Weatherford International’s 1Q18 revenue
Weatherford International (WFT) released its 1Q18 earnings results today. The company recorded total revenues of $1.42 billion in 1Q18, up 2.7% from ~$1.39 billion in 1Q17. WFT’s revenue grew in both the Eastern Hemisphere and Western Hemisphere from 1Q17 to 1Q18. In particular, upstream activity increases in the United States, Argentina, Mexico, Kuwait, Iraq, Russia, and Saudi Arabia boosted WFT’s 1Q18 revenues.
Compared to 4Q17, however, Weatherford International’s revenues shrank 4.5%. Seasonal upstream activity declines in the North Sea and Russia, as well as lower product sales, contributed to a sequential revenue fall in 1Q18. Revenue for Schlumberger (SLB), WFT’s larger-market-cap peer, decreased 4.3% quarter-over-quarter in 1Q18. Halliburton’s (HAL) 1Q18 revenue decreased 3.4% from 4Q17. See Market Realist’s What Worked for Halliburton’s 1Q18 Earnings to learn more.
Weatherford’s 1Q18 earnings
The 1Q18 adjusted earnings per share (or EPS) for Weatherford International were -$0.19, which beat the consensus sell-side analyst EPS estimate of -$0.23. WFT’s Eastern and Western Hemisphere regions turned to generating adjusted operating profit, compared to incurring operating losses in 1Q17 and 4Q17. The marked improvement in operating profit was led by higher Production and Well Construction segment results in the United States and parts of Latin America, cost reductions, and lower depreciation expenses.
Compared to 4Q17, WFT cut adjusted loss in 1Q18. On average, adjusted EPS have fallen short of analysts’ consensus EPS in the past 13 quarters.
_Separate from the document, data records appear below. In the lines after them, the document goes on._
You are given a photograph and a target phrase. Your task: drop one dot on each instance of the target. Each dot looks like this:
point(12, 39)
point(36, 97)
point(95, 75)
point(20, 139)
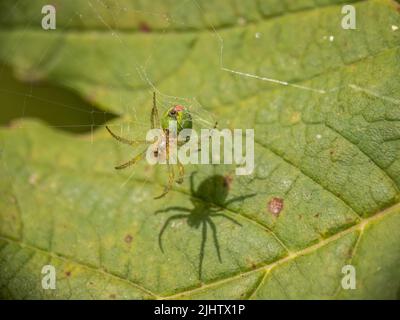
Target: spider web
point(108, 14)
Weatherford International is 1.2% of the VanEck Vectors Oil Services ETF (OIH), an ETF tracking an index of 25 oilfield equipment and services (or OFS) companies. In the past year, OIH has fallen 6%, versus a 53% decline in WFT’s stock price.
What affected Weatherford’s reported earnings in 1Q18?
In 1Q18, WFT’s reported net loss was $245 million. In comparison, in 1Q18, reported net income attributable to Baker Hughes, a GE Company (BHGE), was $70 million.
In 1Q18, WFT’s reported earnings were negatively affected by various one-time items, including:
- a $34 million charge related to the bond tender and call premium
- $26 million in currency devaluation charges
- $25 million in restructuring and transformation charges
- $18 million in asset write-downs
Positively affecting WFT’s 1Q18 net income were $46 million credits related to a fair-value adjustment of an outstanding warrant and a $41 million gain from the sale of non-strategic assets. WFT’s 1Q18 net income was an improvement compared to 1Q17, when WFT reported a $448 million net loss. Compared to 4Q17, when Weatherford International’s net loss was $1.94 billion, the 1Q18 reported earnings were a steep improvement. In 4Q17, WFT’s bottom line was hit by major on-time charges, including a total of $1.68 billion (pre-tax) impairment, asset write-downs, and other charges.